ATel #10081; A. K. H. Kong (NTHU/Oxford)
on 16 Feb 2017; 08:19 UT
Credential Certification: Albert Kong (akong@phys.nthu.edu.tw)

Subjects: Ultra-Violet, X-ray, Binary, Black Hole, Transient

Referred to by ATel #: 10097, 10110, 10114, 10118, 10288, 10325, 10562, 10664, 16262, 16818

We report on a Swift follow-up observation of the X-ray transient Swift J1753.5-0127 during its recent re-brightening in the optical (ATel #10075). After 11 years of an X-ray outburst, the source has been on its way to quiescence in 2016 November as indicated by X-ray, optical, and radio observations (ATel #9708,#9735,#9739,#9741,#9758,#9765). In particular, the last few optical observations taken in 2016 November indicate that the source is about 4 magnitudes fainter comparing to the outburst, and no X-ray emission is detected with Swift. Since then, the source was not observable because of the Sun. Since 2017 Jan 30, the source has re-brightened in the optical back to the outburst level (ATel #10075).

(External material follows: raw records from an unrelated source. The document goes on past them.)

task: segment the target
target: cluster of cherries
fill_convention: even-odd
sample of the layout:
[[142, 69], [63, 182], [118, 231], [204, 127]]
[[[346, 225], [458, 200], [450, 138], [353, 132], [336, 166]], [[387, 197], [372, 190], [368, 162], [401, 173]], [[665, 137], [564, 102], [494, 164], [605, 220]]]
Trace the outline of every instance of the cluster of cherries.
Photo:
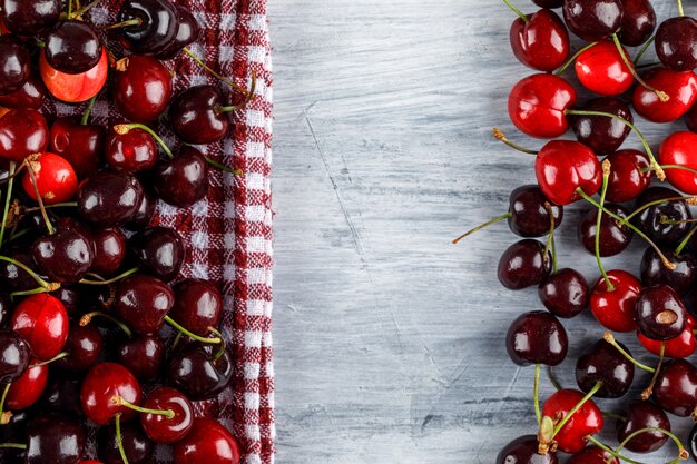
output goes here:
[[[204, 199], [210, 169], [238, 174], [195, 146], [228, 135], [254, 79], [190, 51], [200, 26], [180, 3], [124, 0], [97, 26], [98, 2], [0, 0], [0, 462], [150, 464], [167, 445], [175, 464], [237, 464], [235, 437], [193, 403], [235, 374], [220, 289], [181, 279], [181, 237], [150, 219], [158, 200]], [[181, 52], [232, 89], [174, 95], [165, 63]], [[90, 124], [106, 88], [111, 127]], [[55, 118], [50, 101], [86, 109]]]
[[[520, 315], [505, 337], [511, 359], [536, 367], [539, 428], [505, 445], [497, 463], [554, 464], [559, 452], [572, 455], [570, 464], [637, 463], [625, 452], [655, 452], [668, 441], [678, 448], [671, 463], [695, 456], [697, 426], [688, 452], [670, 432], [667, 413], [697, 419], [697, 366], [687, 359], [697, 347], [696, 317], [687, 309], [697, 307], [697, 219], [689, 208], [697, 205], [697, 21], [679, 0], [678, 16], [658, 27], [649, 0], [533, 0], [541, 9], [531, 14], [503, 1], [519, 17], [510, 30], [514, 56], [541, 71], [516, 83], [510, 118], [521, 132], [552, 140], [527, 150], [494, 129], [499, 140], [536, 156], [537, 185], [514, 189], [505, 214], [455, 239], [507, 219], [522, 239], [501, 256], [499, 280], [513, 290], [537, 286], [547, 309]], [[571, 57], [569, 31], [587, 42]], [[659, 62], [641, 65], [651, 45]], [[626, 46], [638, 48], [634, 58]], [[575, 88], [561, 77], [570, 66], [597, 98], [577, 105]], [[689, 130], [667, 136], [655, 157], [635, 113], [656, 124], [684, 118]], [[557, 139], [569, 128], [577, 140]], [[644, 150], [620, 148], [630, 131]], [[592, 205], [578, 224], [579, 243], [600, 270], [592, 285], [577, 270], [557, 267], [553, 233], [563, 207], [576, 201]], [[546, 241], [536, 239], [542, 236]], [[606, 272], [602, 258], [626, 249], [635, 236], [648, 245], [637, 275]], [[551, 372], [568, 351], [560, 319], [587, 307], [608, 332], [578, 358], [578, 389], [563, 388]], [[656, 366], [637, 362], [612, 333], [636, 334], [658, 355]], [[541, 366], [557, 392], [540, 407]], [[593, 397], [627, 394], [637, 367], [652, 373], [641, 398], [621, 414], [602, 412]], [[616, 421], [615, 447], [596, 437], [606, 418]]]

We observed Swift J1753.5-0127 with Swift XRT on 2017 Feb 16 01:43 UT for about 1.9 ks. The source is clearly detected with a count rate of 0.83 c/s. This is a factor of ~300 brighter than the last Swift XRT upper limit observation taken on 2016 Nov 7 (ATel #9735). The X-ray spectrum can be fit with an absorbed power-law model with a photon index of 1.59+/-0.16 and nH=(2.4+/-0.8)e21 cm^-2. The unabsorbed 0.3-10 keV flux is 6e-11 ergs/cm^2/s. This is about a factor of 3 lower than the flux level during the last outburst observation on 2016 June 8 (ATel #9735). The spectrum is also comparable to the hard X-ray state of the source (e.g., ATel #8782).

Swift J1753.5-0127 was also observed with Swift/UVOT in the u filter. The source is clearly seen with u=16.85 +/- 0.05 (stat) +/- 0.02 (sys) in the Vega system.

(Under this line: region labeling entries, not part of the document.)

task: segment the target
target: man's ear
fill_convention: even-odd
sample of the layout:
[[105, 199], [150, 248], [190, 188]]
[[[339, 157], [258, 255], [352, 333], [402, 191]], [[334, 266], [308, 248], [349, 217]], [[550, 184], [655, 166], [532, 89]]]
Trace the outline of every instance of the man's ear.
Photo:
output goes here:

This observation confirms the return of the hard X-ray outburst of Swift J1753.5-0127. As discussed in ATel #10075, this is somewhat unusual in terms of the variability. Multi-wavelength follow-up observations are encouraged to investigate the nature of this re-brightening.

We would like to thank the Swift team for scheduling this observation.